IDA: The actual placement of IDA on the evolutionary tree is still a topic of debate. This is how science works, writes VIce Rector Doris Jorde, who recently attended a public lecture where the researcher Jørn Hurum and other scientist were gathered to conduct research and describe the fossil.
The cast of speakers was none less than the actual “dream team” of scientists assembled by Jørn Hurum to conduct research on and describe this amazing and complete fossil. Jørn Hurum is a paleontologist at the Natural History Museum, University of Oslo – where IDA is on display.
The early evolution of primates was told to us through a series of small talks where the public was quickly brought into an amazing world of high technology research combined with an intense spirit of curiosity to explain and understand the fossil record.
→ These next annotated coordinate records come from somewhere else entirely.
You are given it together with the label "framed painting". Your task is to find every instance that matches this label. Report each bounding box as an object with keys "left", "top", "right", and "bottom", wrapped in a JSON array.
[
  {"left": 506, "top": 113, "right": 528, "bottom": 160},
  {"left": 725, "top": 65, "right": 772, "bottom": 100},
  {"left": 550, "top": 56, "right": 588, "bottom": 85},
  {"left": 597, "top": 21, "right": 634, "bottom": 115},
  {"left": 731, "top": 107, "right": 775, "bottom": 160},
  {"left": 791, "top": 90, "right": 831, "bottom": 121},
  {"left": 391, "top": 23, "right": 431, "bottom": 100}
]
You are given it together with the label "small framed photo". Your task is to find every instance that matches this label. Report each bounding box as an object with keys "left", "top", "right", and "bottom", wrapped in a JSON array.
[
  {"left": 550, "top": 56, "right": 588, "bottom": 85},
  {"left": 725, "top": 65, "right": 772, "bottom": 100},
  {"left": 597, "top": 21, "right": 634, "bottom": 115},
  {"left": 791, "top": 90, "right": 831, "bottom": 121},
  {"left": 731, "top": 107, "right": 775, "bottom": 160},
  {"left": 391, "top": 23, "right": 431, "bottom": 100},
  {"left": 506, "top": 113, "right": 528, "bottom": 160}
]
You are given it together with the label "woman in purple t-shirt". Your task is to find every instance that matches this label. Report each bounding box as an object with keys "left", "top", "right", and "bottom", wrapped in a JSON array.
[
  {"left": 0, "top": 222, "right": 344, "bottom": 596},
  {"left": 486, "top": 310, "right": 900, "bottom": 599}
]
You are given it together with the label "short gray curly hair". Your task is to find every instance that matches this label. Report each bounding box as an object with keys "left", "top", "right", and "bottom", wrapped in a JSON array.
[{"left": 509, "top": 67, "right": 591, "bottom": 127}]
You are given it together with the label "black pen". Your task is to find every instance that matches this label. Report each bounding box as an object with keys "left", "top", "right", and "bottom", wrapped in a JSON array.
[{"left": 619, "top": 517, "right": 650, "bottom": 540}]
Jörg Habersetzer, Holly Smith, Jørn Hurum, Jens L. Franzen, and Philip Gingerich told us the story of /Darwinius masillae /(IDA) and how she lived and died in the Messel locality in Germany – at that time a rain forest.
We were shown images of Ida’s teeth in 3D rotating models providing evidence that she was a juvenile primate. The fossil remains of her last meal consisting of berries and leaves, together with her skeleton features and tooth patterns indicated that she was tree dweller. The story continued with the speculation that IDA may have been engulfed by a cloud of gas erupting from the lake from which she was drinking. The misfortune of her shorten life later became our fortune as this fossil, 47 million years later, was discovered and is now being meticulously studied.
The actual placement of IDA on the evolutionary tree is still a topic of debate. This is how science works. And with the development of advanced imaging techniques, new fossil evidence will continue to reveal the pieces of the evolutionary puzzle. This small fossil will be an object of research for many years to come.
The scientists in the “dream team” are renown researchers in their fields and have numerous publications in which they communicate with an academic audience in their respective fields of expertise. Yet, on a Saturday in Oslo, they were able to communicate their research to a general public audience – and they did so with a great deal of enthusiasm and engagement.
Communicating our research to colleagues and students is an important part of university academic standards. Communicating and sharing our research with the general public must also be a prioritized part of our academic careers. I am sure many of us have a good story to tell to an interested public – even if it is not as sensational as IDA. Perhaps we will meet on a future Saturday morning!